Je le dis tout de suite, je considère qu’aujourd’hui les personnes qui savent lire et écrire avec l’écriture contemporaine – je l’ai déjà dit en introduction : l’Internet est une forme contemporaine de l’écriture – représentent au maximum 5~% de la population française ou mondiale, comme vous voulez, mais à mon avis on est plus dans rapport de 1~% face à 99~% d’illettrés. Ça peut poser certains problèmes en même temps qu’il ne faut pas s’en inquiéter trop. Au 18e siècle, le combat intellectuel était fait entre des lettrés qui pouvaient être royalistes catholiques et d’autres qui pouvaient être républicains et athées. Au début du 20e siècle, le débat qui va se développer autour du rapport à la nation, du rapport à l’étranger, à la guerre, etc., va se faire entre des journalistes qui vont être, on va dire pour simplifier, avec les termes de l’époque, de gauche et de droite, mais il ne faisait pas au sein de personnes qui avaient une très faible maîtrise de l’écriture.
Pour essayer d’imaginer un petit peu comment se construit le monde, comment s’écrit le monde par les personnes qui investissent au maximum l’écriture, je pourrais faire une allusion à des personnes comme Jenson qui est un orfèvre passé par Mayence, qui rayonne sur Venise ; Manuce, qui va créer une maison d’édition absolument gigantesque ; Plantin qui accueille l’Europe lettrée.

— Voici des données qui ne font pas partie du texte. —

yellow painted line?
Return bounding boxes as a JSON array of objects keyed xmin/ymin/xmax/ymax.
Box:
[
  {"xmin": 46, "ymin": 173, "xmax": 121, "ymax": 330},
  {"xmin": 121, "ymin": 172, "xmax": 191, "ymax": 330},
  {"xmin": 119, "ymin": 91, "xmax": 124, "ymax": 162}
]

Je dis ça un peu en allusion à un débat que j’ai eu hier sur la méthode agile où on réalise qu’on est à la fois dans une érudition, une réflexion théorique absolument aboutie et, en même une pratique concrète, on se salit les mains, etc.
L’effort physique se conjugue avec l’effort intellectuel, l’érudition avec la matérialité et les gestes des uns et des autres commencent à s’émanciper des considérations de classe sociale.
Peut-être être rapide sur l’idée d’une fusion de la matière et de l’esprit et aussi rapide sur l’idée que l’Internet relève de l’écriture ; pas simplement insister sur la binarité de l’alphabet de base, sur l’idée de la possibilité de créer des nombres calculables ; insister peut-être aussi sur la notion de grammaire cohérente développée par Schützenberger et Chomsky en 1963 et sur les nécessités qu’on a de réapprendre les formes un peu banales, misérables, minuscules de l’écriture contemporaine avec ses règles d’association de signes, etc.
Insister peut-être un peu sur la question du support quand même, qui semble relever de l’industrie mais qui nous renvoie toujours à une analogie avec l’imprimerie. Je pense, par exemple, aux fondeurs de circuits imprimés, aux disques durs, aux auteurs et aux grammairiens que sont aujourd’hui les inventeurs de langages de programmation.
Je pense que je prêche des convaincus en disant que sur le plan des patiques renvoie aussi à l’écriture. Nous écrivons plus que jamais avec nos machines en réseau, nous lisons sans cesse.